By far the easiest way to use zlib-rs is through the flate2 crate, by simply enabling the zlib-rs feature gate. This will enable the zlib-rs backend.

C projects

zlib-rs can be built as a shared object file for usage by C programs that dynamically link to zlib. Please see the example in libz-rs-sys-cdylib.

Performance

Performance is generally on-par with zlib-ng.

Compiler Flags

Compiler flags that can be used to improve performance.

-Ctarget-cpu=...

Providing more information about the SIMD capabilities of the target machine can improve performance. E.g.

RUSTFLAGS="-Ctarget-cpu=native" cargo build --release ...

The resulting binary statically assumes the SIMD capabilities of the current machine.

Note: binaries built with -Ctarget-cpu almost certainly crash on systems that don't have the specified CPU! Only use this flag if you control how the binary is deployed, and can guarantee that the CPU assumptions are never violated.

-Cllvm-args=-enable-dfa-jump-thread

For best performance with very small input sizes, compile with:

RUSTFLAGS="-Cllvm-args=-enable-dfa-jump-thread" cargo build --release ...

This flag gives around a 10% boost when the input arrives in chunks of 16 bytes, and a couple percent when input arrives in chunks of under 1024 bytes.
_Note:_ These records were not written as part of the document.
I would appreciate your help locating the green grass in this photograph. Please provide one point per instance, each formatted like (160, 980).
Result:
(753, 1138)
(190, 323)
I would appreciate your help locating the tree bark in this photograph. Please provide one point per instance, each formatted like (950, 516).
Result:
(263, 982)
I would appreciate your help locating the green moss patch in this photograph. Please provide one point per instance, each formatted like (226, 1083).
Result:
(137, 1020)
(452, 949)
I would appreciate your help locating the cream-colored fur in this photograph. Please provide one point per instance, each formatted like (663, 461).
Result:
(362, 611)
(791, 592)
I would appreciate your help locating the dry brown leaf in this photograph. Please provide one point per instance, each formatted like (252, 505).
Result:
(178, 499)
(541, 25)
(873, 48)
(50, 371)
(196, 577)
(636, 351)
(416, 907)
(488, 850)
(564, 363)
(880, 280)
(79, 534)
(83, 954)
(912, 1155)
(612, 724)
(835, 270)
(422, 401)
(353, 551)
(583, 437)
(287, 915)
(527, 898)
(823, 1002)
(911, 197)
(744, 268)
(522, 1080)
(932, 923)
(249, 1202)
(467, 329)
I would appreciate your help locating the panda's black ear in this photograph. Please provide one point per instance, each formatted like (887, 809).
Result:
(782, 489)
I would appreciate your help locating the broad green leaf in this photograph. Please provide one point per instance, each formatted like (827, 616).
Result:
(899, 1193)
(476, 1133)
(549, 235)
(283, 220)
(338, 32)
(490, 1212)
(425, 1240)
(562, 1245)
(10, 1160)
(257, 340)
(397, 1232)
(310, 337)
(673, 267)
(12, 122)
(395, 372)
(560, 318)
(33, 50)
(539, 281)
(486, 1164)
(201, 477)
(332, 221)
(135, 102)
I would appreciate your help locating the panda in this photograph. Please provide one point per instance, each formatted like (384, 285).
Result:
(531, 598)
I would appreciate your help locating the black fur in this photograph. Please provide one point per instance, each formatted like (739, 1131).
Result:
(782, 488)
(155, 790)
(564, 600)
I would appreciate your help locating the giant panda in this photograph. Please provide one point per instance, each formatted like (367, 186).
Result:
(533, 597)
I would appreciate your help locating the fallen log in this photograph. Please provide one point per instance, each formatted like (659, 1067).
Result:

Beyond that, the effect is not significant. Using this flag can lead to longer compile times, but otherwise has no adverse effects.

Acknowledgments

This project is heavily based on the zlib and zlib-ng projects.

About

zlib-rs is part of Trifecta Tech Foundation's Data compression initiative.

History

The initial development of zlib-rs was started and funded by the Internet Security Research Group as part of the Prossimo project.